I have used a slate call for a year now and I haven't had that many problems but they are such a hassle to carry around and you make so much movement when calling and I don't know if it would be better to go with a mouth call or if they are hard to learn or what to buy or if I should just stay with my call I have now.....any suggestions?


----------



## iwantabuggy (Feb 15, 2005)

You left off a selection. All of the above. Or at least, most of the above. One of my two favorite tricks is to use two or even three calls in the same sequence and making different types of calls in an attempt to sound like a whole flock of turkeys. It takes more than one call to do that.


----------



## AlpineArcher24 (Mar 1, 2008)

If I were you id keep with whatever you feel most comfortable with. If you think you make too much movement then maybe look into a push pull call for when you get them close


----------



## cut_un (Mar 2, 2008)

I use most everything available on the market , but still my favorite call to use is a wingbone,which is homemade.
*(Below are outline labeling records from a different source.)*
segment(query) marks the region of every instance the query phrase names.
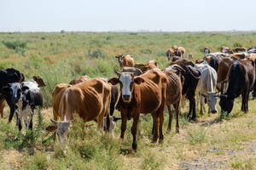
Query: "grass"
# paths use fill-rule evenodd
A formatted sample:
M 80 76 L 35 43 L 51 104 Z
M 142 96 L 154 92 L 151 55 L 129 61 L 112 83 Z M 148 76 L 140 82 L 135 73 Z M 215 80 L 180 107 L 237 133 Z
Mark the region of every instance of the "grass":
M 1 69 L 14 67 L 26 79 L 41 76 L 47 85 L 42 88 L 44 109 L 35 115 L 33 131 L 23 129 L 19 133 L 15 119 L 11 123 L 0 119 L 1 169 L 183 169 L 184 162 L 202 158 L 216 162 L 226 161 L 224 165 L 218 165 L 220 169 L 255 168 L 255 156 L 244 151 L 255 143 L 254 100 L 250 100 L 247 115 L 240 111 L 241 99 L 236 99 L 229 116 L 220 119 L 220 113 L 205 114 L 196 123 L 185 118 L 187 102 L 180 116 L 179 134 L 175 133 L 175 123 L 172 131 L 166 133 L 166 111 L 165 141 L 161 144 L 151 144 L 151 116 L 142 116 L 138 150 L 131 154 L 131 121 L 123 146 L 119 140 L 119 122 L 115 137 L 111 138 L 97 132 L 96 125 L 82 132 L 83 122 L 78 120 L 71 127 L 67 147 L 55 143 L 53 133 L 44 130 L 51 125 L 51 92 L 55 86 L 82 75 L 114 76 L 113 71 L 119 70 L 114 58 L 118 54 L 133 55 L 136 63 L 155 60 L 162 69 L 169 65 L 165 51 L 174 44 L 184 47 L 186 54 L 192 53 L 195 60 L 203 57 L 201 49 L 206 46 L 211 51 L 218 51 L 222 45 L 249 48 L 256 44 L 255 32 L 11 32 L 0 33 L 0 42 Z M 20 55 L 8 48 L 6 42 L 26 42 L 26 53 Z M 119 116 L 118 111 L 114 114 Z M 8 108 L 4 116 L 9 116 Z M 206 160 L 201 163 L 207 164 Z

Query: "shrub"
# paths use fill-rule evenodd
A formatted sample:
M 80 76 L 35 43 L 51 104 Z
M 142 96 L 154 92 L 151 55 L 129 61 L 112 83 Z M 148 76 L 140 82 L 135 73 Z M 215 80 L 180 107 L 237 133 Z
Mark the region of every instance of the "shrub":
M 89 49 L 88 54 L 90 57 L 93 58 L 105 58 L 106 54 L 101 49 L 90 50 Z
M 20 55 L 24 55 L 26 48 L 26 42 L 17 41 L 3 41 L 3 44 L 4 44 L 8 48 L 14 49 Z
M 140 52 L 142 54 L 152 54 L 152 50 L 149 49 L 149 48 L 143 48 L 143 49 L 141 49 Z

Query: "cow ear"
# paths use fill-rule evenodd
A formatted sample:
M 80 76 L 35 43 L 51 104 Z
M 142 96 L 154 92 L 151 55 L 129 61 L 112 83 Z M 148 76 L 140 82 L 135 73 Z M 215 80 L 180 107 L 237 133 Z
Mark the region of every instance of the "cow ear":
M 108 82 L 111 83 L 112 85 L 116 85 L 119 82 L 119 80 L 116 77 L 111 78 L 108 81 Z
M 144 79 L 142 78 L 142 77 L 136 77 L 134 79 L 134 82 L 137 83 L 137 84 L 140 84 L 140 83 L 144 82 L 145 82 Z
M 27 88 L 26 86 L 24 86 L 24 87 L 21 88 L 22 91 L 26 91 L 26 90 L 28 90 L 28 89 L 29 89 L 29 88 Z
M 118 120 L 121 120 L 122 118 L 121 117 L 115 117 L 115 116 L 113 116 L 113 122 L 117 122 Z
M 45 128 L 48 132 L 54 132 L 57 129 L 57 126 L 49 126 Z

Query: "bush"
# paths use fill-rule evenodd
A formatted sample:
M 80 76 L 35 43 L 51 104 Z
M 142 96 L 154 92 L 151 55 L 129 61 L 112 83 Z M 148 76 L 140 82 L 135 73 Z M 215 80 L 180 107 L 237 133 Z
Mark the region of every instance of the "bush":
M 8 48 L 15 50 L 20 55 L 25 54 L 25 48 L 26 48 L 26 42 L 17 41 L 3 41 L 3 44 L 4 44 Z
M 140 52 L 142 54 L 152 54 L 152 50 L 149 49 L 149 48 L 143 48 L 143 49 L 141 49 Z
M 93 58 L 105 58 L 106 57 L 106 54 L 101 49 L 96 49 L 96 50 L 92 50 L 92 51 L 90 49 L 89 49 L 88 54 L 90 57 L 93 57 Z

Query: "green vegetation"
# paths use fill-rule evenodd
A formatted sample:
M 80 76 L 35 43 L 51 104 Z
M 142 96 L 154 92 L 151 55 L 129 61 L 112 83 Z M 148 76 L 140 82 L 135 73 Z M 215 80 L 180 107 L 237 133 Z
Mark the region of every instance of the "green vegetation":
M 184 162 L 189 163 L 201 157 L 215 160 L 216 156 L 228 160 L 221 167 L 223 169 L 255 168 L 255 156 L 241 151 L 249 147 L 243 144 L 251 144 L 256 136 L 253 100 L 249 102 L 247 115 L 240 111 L 241 99 L 237 99 L 228 117 L 220 119 L 220 113 L 210 116 L 205 114 L 196 123 L 190 123 L 185 118 L 189 108 L 187 102 L 180 116 L 179 134 L 175 133 L 175 123 L 172 131 L 166 133 L 166 114 L 162 144 L 150 143 L 151 116 L 141 116 L 137 153 L 130 150 L 131 121 L 122 145 L 119 141 L 120 122 L 117 124 L 115 137 L 112 138 L 96 131 L 95 122 L 88 122 L 94 125 L 82 130 L 84 122 L 77 119 L 72 124 L 67 147 L 55 142 L 54 133 L 44 130 L 52 125 L 49 118 L 52 117 L 51 93 L 55 86 L 82 75 L 115 76 L 113 71 L 119 70 L 114 58 L 118 54 L 133 55 L 136 63 L 155 60 L 162 69 L 170 64 L 165 51 L 174 44 L 184 47 L 186 56 L 192 53 L 193 60 L 195 60 L 203 57 L 201 49 L 204 47 L 210 47 L 214 52 L 219 51 L 223 45 L 230 48 L 255 45 L 255 32 L 61 31 L 0 33 L 0 69 L 14 67 L 24 73 L 26 79 L 40 76 L 47 85 L 42 88 L 44 109 L 35 115 L 33 131 L 23 129 L 19 133 L 15 118 L 11 123 L 8 123 L 6 118 L 0 119 L 1 169 L 183 169 Z M 20 49 L 26 51 L 18 52 Z M 115 115 L 119 116 L 119 113 L 116 111 Z M 4 116 L 9 116 L 8 109 Z M 227 150 L 239 155 L 229 155 Z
Just something special about killing a turkey with your own call. I've made a few slates too but "love that wingbone" :lol:


----------



## mossy512 (Jan 7, 2006)

I'm with iwantabuggy, I like to mix it up with a mouth and slate or box. It all depends on what combo strikes their fancy, but when they get close I drop it to just the mouth. I do this so I can be ready for the shot.


----------



## bmxfire37 (Apr 26, 2007)

yea i use a box call for when they are out 70+ yards once they get in to about 40 or 50 i flick of the saftey, then revert to my mouth call.

then again i dont use a blind, i just sit in the woods and cover myself up what not around the legs and waist.


----------



## dfisher (Oct 12, 2007)

I'd try a diaphragm. They sometimes come with a CD and you can practice in your car or whereever you have a player. You'd be surprised. I a couple of days you can make a decent cluck. Not as hard as it might sound, but I'd try a beginners first though. They are much easier to make sound with.

You're right. They really limit the amount of movement you make. THat's what I like about them. They sound good too.

Good luck,
Dan


----------